Hacker News new | past | comments | ask | show | jobs | submit login
Rediscovering the Rsync Algorithm (incubaid.com)
185 points by nicolast on Feb 14, 2012 | hide | past | favorite | 43 comments



As cool as the rsync algorithm is, i'd much rather we had the dsync utility outlined in this usenix 08 paper. http://www.usenix.org/event/usenix08/tech/full_papers/pucha/...

An adaptive protocol that matches to the systems load dynamically whether its cpu/disk/network. Anyone know of what happened to this?


Apologies - downvoted by mistake!


There is a Better Way. Instead of using fixed sized blocks, use variable sized blocks. Decide the block boundaries using the data in the blocks themselves. This will reduce your search from O(n^2) to O(n).

Tarsnap does this. My project (ddar) does the same.


I've heard that called 'anchored hashing'. Its recently been used by FreeArc: http://encode.ru/threads/43-FreeArc?p=28237&viewfull=1#p...

How does ddar do it?


ddar calculates a 32-bit Rabin fingerprint over a sliding 48-byte window (a Rabin fingerprint is a type of checksum which allows quick calculation of a "slide" with just the previous fingerprint, the new byte coming in, and the old byte going away). The fingerprint is compared against a mask which has n bits set, where 2^n is the desired target block size. If there's a match, then the location of the window is taken to be a block boundary. With random data this should lead to a binomial distribution of block sizes centred around the target block size. But minimum and maximum block sizes are also enforced for pathological cases which skews this slightly.

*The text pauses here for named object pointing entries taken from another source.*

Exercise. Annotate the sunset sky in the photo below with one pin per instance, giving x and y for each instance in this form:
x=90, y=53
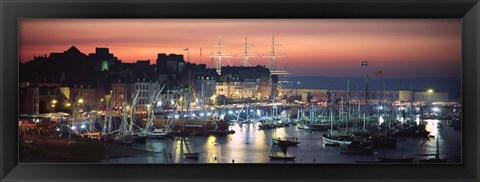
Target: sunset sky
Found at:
x=401, y=48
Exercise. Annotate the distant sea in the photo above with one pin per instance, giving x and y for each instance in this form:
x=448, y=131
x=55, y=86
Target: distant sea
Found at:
x=442, y=84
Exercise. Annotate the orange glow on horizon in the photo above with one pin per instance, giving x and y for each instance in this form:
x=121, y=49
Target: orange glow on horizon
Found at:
x=330, y=47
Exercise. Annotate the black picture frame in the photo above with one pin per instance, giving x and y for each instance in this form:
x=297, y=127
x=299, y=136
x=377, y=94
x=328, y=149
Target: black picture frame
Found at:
x=11, y=11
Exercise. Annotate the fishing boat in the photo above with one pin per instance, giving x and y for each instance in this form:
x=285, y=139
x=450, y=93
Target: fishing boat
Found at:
x=396, y=160
x=188, y=148
x=289, y=141
x=340, y=140
x=358, y=147
x=279, y=152
x=437, y=155
x=158, y=133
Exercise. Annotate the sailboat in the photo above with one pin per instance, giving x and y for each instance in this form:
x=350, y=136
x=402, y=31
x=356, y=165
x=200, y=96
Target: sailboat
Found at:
x=332, y=139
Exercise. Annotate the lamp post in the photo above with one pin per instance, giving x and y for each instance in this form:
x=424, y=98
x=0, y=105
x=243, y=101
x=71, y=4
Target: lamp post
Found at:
x=365, y=64
x=54, y=102
x=429, y=95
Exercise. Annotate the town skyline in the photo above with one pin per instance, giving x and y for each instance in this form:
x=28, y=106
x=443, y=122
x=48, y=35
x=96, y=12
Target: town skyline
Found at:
x=424, y=47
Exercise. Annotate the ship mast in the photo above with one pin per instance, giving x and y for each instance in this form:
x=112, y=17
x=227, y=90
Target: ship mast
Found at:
x=219, y=55
x=273, y=55
x=245, y=55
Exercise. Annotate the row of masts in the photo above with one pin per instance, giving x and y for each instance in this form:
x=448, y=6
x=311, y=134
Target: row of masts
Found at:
x=220, y=56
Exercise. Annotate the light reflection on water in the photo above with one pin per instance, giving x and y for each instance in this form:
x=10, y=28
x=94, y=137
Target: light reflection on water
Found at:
x=250, y=145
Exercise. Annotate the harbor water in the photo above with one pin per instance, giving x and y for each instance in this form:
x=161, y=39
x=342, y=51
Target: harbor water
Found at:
x=250, y=145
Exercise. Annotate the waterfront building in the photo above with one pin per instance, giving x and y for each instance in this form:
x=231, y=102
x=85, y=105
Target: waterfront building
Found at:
x=28, y=99
x=244, y=82
x=122, y=91
x=83, y=97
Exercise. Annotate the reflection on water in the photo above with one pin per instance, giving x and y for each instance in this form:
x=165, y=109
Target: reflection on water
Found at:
x=250, y=145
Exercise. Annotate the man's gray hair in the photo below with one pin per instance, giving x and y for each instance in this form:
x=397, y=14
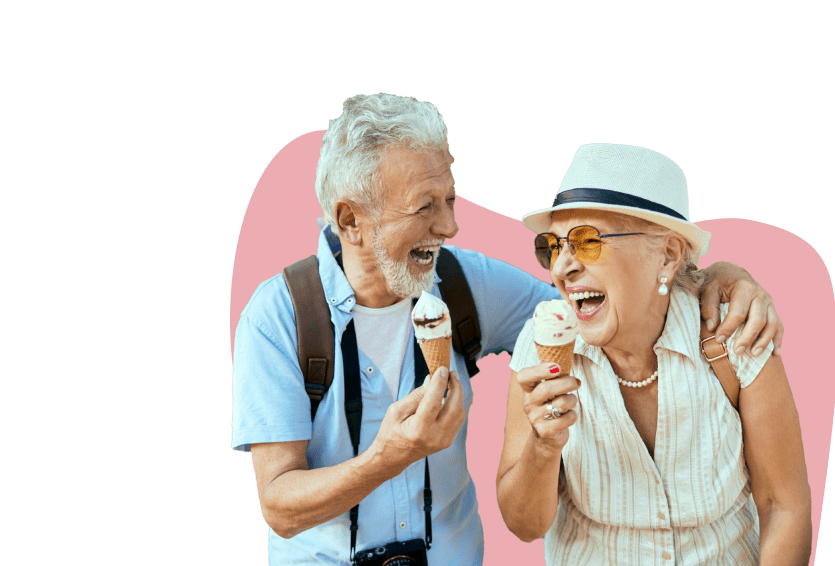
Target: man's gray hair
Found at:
x=353, y=147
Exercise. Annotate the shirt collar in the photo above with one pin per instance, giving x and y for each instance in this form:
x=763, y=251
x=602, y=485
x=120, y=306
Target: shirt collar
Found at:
x=338, y=291
x=681, y=330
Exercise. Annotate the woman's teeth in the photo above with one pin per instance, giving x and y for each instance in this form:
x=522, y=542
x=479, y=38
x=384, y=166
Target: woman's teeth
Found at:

Blocks whose boundaries are determined by this algorithm are hashed (SHA256 currently). The hash is used to key each block in a reference-counted key/value store.

Then each archive member is just a list of block hashes.


If you were to elaborate on and brush up the description, it would make an excellent HN submission. Good stuff anyways.


I wrote a library that does this. I haven't posted it publicly, because it's part of a much larger project (not yet complete), but could put it on github if anybody is interested.

There are implementations in Lua, Java, and C.


This would be really cool.


I'll ping you on twitter when I post it.


The rsync algorithm and program are both great, and I use the program a lot to update directory trees across the network. It's also my default tool for synchronizing two directories on the same system. The rsync program correctly optimizes for this case by skipping the rsync algorithm and completely copying changed files. However, it still uses multiple processes and seemingly still calculates some hashes, making it slower than it needs to be.

Joey found [0] that running rsync once in dry-run mode to find what files have been changed, copying them each with cp, then running rsync a second time to handle things like deletions and file permissions resulted in a major speedup.

[0] http://kitenet.net/~joey/blog/entry/local_rsync_accelerator/


Don’t walk the folder and ‘rsync’ each file you encounter

If I just tell rsync to syncronise between two directories, what does it do internally? I might have assumed that it does the more naive option, but in practice it seems to do a lot of upfront calculation that suggests it's doing something more sophisticated.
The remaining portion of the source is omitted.